Lemmy is CEO-proof. After Digg, Reddit and Twitter, that term should be a thing

https://yiffit.net/post/70753

Lemmy is CEO-proof. After Digg, Reddit and Twitter, that term should be a thing - Yiffit.net

One thing that’ll need serious consideration:

I feel like it’s inevitable that Lemmy will get an advertisement module that admins can enable. Alternative monetisation methods can also work, such as subscriptions. But users will have to realise that servers aren’t free.

If you’re an admin for a small community and are willing to carry the burden: great. If you’re hosting a community that can support itself by donations: also great. But sooner or later we’ll need some ways to make servers sustainable.

(Not a fan of advertisements and would prefer to be a paying user, but as Lemmy takes off we shouldn’t look down on admins trying to mitigate their expenses).
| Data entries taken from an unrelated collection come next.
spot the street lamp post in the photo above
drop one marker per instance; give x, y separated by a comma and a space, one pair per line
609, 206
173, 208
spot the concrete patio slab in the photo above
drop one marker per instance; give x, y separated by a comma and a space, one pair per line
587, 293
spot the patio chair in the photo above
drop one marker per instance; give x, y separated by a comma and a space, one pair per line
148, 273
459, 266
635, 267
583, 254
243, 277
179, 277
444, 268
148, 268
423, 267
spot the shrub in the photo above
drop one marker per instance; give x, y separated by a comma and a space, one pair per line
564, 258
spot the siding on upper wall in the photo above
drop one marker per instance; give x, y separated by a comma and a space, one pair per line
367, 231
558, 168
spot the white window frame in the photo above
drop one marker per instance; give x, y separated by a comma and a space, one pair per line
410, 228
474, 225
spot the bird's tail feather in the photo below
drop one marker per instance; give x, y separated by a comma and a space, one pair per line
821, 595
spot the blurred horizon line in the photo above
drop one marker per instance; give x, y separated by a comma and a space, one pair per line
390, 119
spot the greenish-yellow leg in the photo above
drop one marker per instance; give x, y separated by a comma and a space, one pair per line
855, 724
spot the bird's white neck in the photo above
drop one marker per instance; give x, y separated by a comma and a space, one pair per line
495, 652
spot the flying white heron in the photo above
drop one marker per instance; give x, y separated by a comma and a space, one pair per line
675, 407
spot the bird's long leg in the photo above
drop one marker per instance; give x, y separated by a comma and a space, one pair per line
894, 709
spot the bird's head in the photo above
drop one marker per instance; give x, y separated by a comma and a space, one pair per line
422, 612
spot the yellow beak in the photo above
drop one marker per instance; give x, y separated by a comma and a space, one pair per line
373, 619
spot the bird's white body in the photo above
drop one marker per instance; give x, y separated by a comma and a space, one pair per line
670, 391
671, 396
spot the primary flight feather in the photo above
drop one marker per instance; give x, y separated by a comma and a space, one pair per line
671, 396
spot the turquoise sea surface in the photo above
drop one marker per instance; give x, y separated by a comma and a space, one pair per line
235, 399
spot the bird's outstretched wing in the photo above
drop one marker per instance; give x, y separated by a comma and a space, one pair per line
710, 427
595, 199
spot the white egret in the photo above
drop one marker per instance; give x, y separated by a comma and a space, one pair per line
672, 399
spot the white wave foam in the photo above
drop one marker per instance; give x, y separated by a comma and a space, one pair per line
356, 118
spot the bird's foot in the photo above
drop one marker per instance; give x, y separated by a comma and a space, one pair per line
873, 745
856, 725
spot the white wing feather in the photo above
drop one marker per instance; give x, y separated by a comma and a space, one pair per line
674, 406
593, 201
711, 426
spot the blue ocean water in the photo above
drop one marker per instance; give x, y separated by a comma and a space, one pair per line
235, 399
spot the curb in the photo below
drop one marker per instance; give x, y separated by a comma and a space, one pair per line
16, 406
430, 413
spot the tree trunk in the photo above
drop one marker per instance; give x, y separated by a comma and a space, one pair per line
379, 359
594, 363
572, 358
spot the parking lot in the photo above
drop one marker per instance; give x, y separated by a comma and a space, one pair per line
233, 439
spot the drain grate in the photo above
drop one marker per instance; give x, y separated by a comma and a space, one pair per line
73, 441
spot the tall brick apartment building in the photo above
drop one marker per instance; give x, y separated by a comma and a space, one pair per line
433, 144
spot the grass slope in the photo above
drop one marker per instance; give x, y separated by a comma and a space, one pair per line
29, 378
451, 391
I will tell this nonstop, online advertisement (as a form of monetization) is pretty damn dated nowadays. You could give them literally a dollar every year and they would make more from you than serving you ads.

Unpopular opinion: I kinda feel like a reason ads are so popular nowadays is because it gives the user a way of feeling they are supporting a product/creator by doing pretty much anything.

I think pitching in a dollar every year is preferable. Heck, I even pay much more to Youtube to get rid of advertisements. But it does pose a significant threshold for new users.

A hybrid model doesn’t sound too bad to me, where you can pay for an ad free server.

Get a VPN to India or Turkey (there are likely a bunch of other countries too). It’s a lot cheaper: I pay around £1.50 (RS129) a month

The ad industry is really secretive in general. There aren't many studies proving that targeted advertising even works. If the data was even slightly in the ad industry's favor, they'd release it. Their entire job is spinning things to look good.

I suspect that targeted advertising was invented to justify the existence of advertising companies as middlemen. Take for example the ExplainXKCD wiki. They just serve their own ads which are usually for tech products trying to reach Sysadmins.